I wish I could say that I spent most of my time digging through the culture of the city, but the reality is that work occupied all but a small fraction of the two weeks I was there. And yet there's always something to take note of, however small, because music is everywhere ...

My morning alarm was set to a soft rock radio station, it just happened to be the first non-talk station that turned up when I was scanning through the dial, and I never bothered to change it.
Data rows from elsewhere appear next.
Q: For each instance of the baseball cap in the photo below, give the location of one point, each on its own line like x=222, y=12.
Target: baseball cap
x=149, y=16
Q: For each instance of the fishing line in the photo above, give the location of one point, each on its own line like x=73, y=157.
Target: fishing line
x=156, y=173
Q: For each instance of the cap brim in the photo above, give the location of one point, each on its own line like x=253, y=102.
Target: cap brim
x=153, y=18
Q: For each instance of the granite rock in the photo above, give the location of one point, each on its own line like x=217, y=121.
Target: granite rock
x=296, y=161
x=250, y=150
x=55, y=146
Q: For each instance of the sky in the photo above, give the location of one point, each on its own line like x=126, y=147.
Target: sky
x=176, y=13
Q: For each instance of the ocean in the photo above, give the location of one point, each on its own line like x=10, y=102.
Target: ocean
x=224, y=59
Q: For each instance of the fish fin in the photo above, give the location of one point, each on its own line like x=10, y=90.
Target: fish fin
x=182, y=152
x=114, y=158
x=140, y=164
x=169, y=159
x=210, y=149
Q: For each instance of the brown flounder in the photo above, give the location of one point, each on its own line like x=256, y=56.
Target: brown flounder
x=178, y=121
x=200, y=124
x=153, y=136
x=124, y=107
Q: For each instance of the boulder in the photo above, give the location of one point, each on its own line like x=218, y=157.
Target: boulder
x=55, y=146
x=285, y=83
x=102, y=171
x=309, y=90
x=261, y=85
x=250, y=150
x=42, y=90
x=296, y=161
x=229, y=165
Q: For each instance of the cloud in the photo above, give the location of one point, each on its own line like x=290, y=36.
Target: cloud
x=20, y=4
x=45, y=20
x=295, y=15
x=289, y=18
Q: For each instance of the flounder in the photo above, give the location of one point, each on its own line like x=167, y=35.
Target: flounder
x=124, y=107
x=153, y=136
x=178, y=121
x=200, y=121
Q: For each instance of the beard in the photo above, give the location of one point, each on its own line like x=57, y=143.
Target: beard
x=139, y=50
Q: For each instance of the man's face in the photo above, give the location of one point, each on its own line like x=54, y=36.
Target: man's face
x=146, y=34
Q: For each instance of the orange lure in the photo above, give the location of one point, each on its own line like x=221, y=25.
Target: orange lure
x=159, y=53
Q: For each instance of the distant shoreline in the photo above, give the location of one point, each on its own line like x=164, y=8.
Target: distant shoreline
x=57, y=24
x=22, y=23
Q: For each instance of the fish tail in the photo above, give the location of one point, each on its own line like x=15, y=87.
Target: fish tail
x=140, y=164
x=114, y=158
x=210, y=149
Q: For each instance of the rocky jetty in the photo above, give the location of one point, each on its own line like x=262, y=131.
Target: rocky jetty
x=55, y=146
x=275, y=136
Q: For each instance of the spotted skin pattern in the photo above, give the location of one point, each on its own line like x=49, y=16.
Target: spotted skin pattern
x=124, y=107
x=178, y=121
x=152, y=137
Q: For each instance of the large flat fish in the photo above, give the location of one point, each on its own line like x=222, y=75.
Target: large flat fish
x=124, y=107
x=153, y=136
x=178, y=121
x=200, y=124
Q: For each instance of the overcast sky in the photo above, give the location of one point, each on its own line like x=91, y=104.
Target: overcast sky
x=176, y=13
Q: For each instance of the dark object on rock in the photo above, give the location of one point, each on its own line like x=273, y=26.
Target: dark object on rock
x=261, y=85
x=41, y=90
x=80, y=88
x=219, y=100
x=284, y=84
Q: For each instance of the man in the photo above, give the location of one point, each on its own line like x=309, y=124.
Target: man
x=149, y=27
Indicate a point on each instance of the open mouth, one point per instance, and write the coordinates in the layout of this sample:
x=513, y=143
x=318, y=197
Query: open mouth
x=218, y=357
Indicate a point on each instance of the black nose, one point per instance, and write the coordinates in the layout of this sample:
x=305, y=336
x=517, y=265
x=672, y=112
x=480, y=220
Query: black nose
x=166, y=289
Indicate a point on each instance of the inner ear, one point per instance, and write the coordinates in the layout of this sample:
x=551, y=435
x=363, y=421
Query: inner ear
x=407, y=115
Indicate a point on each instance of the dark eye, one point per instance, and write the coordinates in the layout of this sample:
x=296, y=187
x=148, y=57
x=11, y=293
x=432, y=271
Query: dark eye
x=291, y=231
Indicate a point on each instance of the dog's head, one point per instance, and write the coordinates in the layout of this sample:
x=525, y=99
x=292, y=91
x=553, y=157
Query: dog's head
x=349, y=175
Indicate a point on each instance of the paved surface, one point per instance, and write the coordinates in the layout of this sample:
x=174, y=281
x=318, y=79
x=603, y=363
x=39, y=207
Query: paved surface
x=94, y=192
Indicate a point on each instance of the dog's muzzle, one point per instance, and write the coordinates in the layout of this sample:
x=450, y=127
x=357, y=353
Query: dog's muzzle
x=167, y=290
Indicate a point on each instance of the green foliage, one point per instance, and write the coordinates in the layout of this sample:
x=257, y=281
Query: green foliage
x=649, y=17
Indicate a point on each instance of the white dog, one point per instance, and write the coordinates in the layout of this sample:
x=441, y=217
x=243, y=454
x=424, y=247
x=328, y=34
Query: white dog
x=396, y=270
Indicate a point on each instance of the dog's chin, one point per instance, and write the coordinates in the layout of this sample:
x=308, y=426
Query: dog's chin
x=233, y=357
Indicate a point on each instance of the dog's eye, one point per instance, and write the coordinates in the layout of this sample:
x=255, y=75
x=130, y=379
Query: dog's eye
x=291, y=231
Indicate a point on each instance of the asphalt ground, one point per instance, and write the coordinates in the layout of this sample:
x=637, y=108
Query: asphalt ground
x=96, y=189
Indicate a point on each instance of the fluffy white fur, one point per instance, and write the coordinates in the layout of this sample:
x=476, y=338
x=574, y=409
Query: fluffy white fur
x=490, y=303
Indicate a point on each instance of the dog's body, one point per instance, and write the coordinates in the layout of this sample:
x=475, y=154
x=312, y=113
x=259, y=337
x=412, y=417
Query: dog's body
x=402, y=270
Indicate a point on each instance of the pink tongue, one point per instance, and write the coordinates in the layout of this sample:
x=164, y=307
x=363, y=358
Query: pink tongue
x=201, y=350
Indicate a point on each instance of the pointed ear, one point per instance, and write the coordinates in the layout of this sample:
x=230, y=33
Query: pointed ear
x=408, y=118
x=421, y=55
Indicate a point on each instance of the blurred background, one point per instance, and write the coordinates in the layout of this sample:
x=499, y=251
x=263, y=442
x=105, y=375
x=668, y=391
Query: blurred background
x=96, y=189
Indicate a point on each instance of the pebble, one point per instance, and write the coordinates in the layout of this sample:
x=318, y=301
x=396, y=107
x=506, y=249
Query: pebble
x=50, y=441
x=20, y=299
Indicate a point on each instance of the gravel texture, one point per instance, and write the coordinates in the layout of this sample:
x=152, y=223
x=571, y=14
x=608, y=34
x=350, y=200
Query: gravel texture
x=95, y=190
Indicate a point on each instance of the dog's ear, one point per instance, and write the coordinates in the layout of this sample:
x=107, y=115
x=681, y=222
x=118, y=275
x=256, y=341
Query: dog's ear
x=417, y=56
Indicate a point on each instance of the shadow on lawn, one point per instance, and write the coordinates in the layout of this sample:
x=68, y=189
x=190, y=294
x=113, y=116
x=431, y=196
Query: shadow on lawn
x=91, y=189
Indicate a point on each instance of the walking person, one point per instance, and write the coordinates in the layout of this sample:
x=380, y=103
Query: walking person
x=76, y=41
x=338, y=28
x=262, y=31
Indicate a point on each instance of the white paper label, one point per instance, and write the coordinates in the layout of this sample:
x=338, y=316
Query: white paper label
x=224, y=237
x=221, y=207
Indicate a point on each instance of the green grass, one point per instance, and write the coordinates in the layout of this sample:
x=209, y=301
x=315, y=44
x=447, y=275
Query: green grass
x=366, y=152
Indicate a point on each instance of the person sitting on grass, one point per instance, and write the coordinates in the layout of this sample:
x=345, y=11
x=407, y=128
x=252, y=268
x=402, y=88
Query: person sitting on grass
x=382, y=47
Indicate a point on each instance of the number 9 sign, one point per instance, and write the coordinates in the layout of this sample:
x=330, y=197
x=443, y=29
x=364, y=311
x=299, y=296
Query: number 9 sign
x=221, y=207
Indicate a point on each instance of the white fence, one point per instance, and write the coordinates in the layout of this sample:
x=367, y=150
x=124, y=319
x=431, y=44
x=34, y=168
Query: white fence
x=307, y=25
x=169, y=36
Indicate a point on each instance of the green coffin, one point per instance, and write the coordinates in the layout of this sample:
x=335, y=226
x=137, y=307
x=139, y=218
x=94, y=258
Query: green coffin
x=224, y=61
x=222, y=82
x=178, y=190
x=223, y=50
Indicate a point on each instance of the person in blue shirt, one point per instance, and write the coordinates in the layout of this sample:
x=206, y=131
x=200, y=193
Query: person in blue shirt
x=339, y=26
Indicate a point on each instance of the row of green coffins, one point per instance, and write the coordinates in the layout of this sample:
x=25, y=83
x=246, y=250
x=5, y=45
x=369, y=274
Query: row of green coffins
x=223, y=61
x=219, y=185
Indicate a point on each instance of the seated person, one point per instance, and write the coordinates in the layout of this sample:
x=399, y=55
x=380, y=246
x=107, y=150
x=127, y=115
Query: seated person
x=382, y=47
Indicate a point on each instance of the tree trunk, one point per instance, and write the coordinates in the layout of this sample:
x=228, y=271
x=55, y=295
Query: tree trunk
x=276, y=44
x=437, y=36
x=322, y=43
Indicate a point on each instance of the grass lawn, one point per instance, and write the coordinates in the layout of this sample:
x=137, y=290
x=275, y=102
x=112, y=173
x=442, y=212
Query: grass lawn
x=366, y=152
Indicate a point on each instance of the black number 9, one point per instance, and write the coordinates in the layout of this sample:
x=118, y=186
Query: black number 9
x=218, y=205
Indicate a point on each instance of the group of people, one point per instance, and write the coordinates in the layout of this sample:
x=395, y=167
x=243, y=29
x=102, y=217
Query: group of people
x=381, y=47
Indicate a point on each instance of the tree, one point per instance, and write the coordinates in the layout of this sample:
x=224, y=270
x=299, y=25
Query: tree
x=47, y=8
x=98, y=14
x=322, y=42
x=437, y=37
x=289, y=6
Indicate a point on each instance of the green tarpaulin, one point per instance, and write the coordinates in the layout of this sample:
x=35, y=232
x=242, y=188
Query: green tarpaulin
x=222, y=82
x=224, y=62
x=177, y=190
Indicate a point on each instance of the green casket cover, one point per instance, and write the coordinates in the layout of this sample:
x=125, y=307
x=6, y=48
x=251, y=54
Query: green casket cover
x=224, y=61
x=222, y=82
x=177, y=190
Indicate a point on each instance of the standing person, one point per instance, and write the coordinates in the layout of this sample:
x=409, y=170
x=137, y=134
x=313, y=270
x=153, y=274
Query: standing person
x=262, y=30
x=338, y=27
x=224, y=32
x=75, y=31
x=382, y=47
Once they played a song from Gainsbourg's rather excellent "Percussions", and on a different day they played Alan Parsons Project's "Eye in the Sky" and I couldn't get it out of my head for days (I knew the song, but hadn't heard it in years, and never knew what the title was and didn't know it was by the Alan Parsons Project). Is it just me or does it sound a lot like Lady Antebellum's "Need You Now"?
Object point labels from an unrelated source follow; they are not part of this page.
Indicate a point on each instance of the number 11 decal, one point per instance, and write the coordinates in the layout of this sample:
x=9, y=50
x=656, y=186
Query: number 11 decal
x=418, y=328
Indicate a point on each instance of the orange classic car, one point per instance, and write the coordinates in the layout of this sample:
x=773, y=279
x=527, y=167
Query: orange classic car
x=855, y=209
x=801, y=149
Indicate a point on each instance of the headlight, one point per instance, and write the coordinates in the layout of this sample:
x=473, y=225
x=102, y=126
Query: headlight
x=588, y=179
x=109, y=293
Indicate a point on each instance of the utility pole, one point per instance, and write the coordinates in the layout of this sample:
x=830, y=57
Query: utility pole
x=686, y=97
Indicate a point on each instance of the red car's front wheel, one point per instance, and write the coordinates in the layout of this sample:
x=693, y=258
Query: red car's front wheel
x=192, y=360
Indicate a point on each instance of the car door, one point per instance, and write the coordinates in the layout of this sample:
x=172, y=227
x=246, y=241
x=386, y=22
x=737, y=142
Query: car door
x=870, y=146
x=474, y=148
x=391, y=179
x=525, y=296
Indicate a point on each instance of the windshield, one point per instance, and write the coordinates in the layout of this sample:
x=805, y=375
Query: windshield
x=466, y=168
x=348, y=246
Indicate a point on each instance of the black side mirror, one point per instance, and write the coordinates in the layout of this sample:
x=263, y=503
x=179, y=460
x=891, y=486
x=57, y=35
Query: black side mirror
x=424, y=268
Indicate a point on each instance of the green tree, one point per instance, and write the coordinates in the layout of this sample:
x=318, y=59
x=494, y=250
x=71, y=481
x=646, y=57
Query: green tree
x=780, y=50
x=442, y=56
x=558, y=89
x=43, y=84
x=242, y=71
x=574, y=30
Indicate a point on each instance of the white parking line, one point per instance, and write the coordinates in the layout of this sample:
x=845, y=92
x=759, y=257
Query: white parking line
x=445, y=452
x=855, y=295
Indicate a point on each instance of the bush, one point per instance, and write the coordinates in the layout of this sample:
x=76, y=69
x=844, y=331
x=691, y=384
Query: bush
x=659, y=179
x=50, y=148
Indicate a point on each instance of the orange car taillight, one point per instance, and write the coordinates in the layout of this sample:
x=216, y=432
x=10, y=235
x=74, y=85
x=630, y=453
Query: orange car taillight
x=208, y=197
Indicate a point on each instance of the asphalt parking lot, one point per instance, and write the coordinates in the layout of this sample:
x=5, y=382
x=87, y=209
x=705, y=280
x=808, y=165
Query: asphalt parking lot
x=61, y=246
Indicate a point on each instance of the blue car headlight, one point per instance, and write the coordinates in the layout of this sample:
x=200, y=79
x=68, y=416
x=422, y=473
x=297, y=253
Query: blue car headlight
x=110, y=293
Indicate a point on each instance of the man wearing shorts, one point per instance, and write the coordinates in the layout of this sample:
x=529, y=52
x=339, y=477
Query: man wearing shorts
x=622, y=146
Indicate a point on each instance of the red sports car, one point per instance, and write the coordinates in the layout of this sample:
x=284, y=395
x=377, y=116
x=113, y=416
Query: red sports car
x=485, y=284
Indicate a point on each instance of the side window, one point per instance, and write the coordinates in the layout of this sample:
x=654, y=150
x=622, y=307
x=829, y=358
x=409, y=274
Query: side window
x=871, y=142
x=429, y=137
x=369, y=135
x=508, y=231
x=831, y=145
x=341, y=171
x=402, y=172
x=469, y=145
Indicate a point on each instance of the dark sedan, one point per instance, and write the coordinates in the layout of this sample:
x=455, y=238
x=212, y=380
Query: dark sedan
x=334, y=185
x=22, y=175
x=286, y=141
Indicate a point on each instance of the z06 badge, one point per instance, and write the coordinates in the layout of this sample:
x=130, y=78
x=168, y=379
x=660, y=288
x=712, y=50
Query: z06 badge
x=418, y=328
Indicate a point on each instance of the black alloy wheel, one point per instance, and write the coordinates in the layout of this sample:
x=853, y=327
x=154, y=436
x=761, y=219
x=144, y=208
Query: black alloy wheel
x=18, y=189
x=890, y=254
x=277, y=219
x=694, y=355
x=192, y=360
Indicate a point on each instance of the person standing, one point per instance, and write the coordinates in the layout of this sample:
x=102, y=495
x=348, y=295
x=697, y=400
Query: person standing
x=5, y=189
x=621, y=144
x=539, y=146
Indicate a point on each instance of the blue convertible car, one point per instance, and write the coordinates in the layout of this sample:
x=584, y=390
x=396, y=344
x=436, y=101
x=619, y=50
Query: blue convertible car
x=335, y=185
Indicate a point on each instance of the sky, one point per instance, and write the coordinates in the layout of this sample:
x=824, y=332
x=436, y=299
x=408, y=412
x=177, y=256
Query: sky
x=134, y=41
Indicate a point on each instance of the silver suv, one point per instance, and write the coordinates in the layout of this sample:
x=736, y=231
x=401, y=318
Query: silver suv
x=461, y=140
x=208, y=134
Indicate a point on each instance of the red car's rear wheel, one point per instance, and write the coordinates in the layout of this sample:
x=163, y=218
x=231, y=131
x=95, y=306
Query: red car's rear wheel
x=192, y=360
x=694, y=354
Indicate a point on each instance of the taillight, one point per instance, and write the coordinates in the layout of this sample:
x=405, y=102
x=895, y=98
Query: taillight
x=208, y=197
Total Heaven is a music store in the St. Michel area of Bordeaux, and it's well worth visiting if you're a jazz, metal, or noise/experimental fan. It's even more worth the time to visit if you buy vinyl. The ongoing downward spiral of record stores is depressing, but it's balanced by vinyl's outright refusal to die. There are few things in life that make me feel happier than knowing that vinyl will outlive every format that came after it for (at least) the hundred or so years after its invention.

Do Make Say Think's "Other Truths" is really good, and now I feel bad for ignoring it when it came out two years ago. It's the most chilled thing they've ever done -- including their early dub-influenced stuff -- and thankfully they've done away with the vocal experiments. Funny how I had to travel to France to hear the music I used to regularly hear back home.*

Dub reggae bands at the Saturday protest of the week in Victoire, and rock bands playing in the store windows at Lafayette Homme.
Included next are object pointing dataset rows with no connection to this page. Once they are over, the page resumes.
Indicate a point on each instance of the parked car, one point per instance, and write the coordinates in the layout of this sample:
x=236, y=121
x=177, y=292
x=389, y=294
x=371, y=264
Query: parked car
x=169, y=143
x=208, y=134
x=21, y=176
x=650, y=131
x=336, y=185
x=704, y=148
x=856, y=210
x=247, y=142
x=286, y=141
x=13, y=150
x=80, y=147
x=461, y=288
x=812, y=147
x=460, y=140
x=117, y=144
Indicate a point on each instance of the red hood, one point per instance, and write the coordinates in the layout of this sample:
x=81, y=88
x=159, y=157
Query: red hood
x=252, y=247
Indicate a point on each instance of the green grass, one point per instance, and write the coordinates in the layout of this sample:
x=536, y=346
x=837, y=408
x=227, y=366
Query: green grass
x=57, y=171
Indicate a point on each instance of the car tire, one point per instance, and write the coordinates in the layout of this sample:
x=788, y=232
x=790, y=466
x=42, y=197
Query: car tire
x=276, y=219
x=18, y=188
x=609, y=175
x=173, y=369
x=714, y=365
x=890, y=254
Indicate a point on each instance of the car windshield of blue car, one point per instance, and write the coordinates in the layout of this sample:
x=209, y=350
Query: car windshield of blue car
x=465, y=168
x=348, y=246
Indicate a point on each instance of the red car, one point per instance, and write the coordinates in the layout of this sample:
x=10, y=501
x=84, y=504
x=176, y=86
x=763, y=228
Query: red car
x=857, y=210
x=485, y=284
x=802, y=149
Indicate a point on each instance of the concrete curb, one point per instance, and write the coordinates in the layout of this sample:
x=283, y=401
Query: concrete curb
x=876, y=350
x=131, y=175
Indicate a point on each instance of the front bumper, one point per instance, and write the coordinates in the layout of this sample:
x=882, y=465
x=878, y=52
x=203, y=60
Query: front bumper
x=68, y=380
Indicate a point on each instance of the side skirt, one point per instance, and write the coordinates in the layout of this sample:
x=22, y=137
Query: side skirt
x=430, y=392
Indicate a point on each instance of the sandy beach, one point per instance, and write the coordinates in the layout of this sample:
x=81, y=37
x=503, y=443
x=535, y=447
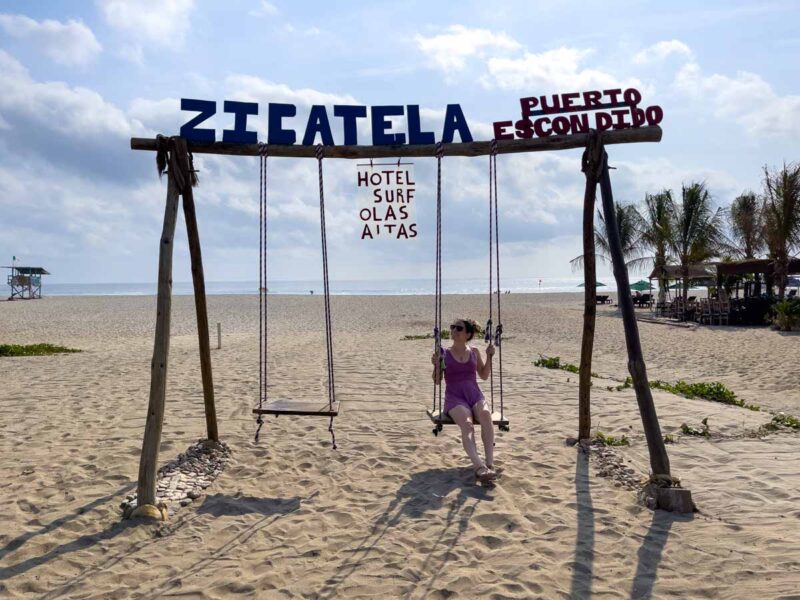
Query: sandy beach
x=395, y=511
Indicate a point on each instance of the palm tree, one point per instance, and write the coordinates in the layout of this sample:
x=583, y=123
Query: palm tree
x=630, y=233
x=746, y=222
x=782, y=219
x=656, y=232
x=696, y=230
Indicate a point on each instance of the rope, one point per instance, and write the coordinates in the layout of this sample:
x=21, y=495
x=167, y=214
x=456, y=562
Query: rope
x=262, y=288
x=498, y=336
x=488, y=333
x=437, y=331
x=328, y=335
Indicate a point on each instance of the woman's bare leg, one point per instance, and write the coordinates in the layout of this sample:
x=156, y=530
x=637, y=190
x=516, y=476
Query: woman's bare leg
x=463, y=418
x=483, y=415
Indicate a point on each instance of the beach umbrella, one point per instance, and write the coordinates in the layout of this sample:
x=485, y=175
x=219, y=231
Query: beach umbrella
x=679, y=286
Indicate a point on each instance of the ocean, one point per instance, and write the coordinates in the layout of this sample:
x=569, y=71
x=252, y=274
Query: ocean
x=401, y=287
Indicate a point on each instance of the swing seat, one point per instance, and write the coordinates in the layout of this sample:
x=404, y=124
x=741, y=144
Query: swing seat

In the taxi on the way to the Bordeaux airport at 5:30 AM, Bryan Adams "(Everything I Do) I Do It For You" came on the radio. Like everyone else over the age of 30, I've probably heard that song one billion times, or approximately 999 999 997 times more than I would have liked. However this was the first time I really listened closely to the production, probably because it was dark and quiet in the taxi and my mind was too weary to concentrate on anything else. My mind did wander to the subject of "Bryan Adams: Can-Con Y/N?" that was all the rage in 1991, so maybe that's why I focused on the production of the track, I don't know. Anyway, it bears repeating that Mutt Lange is a genius. It's a spectacular sounding track, the guitars layering but not smothering the vocals, the gated drums, etc. Swap out Bryan Adams for Joe Elliott and it's a Def Leppard song, it could have been on "Hysteria", or at least it could have been the natural sequel to "Love Bites" instead of the execrable and equally treacle-filled "Two Steps Behind". And I have no idea how I never realized any of this until that moment.

* my French host used to work in Ottawa, so maybe I'm exaggerating the oddity of this a little bit.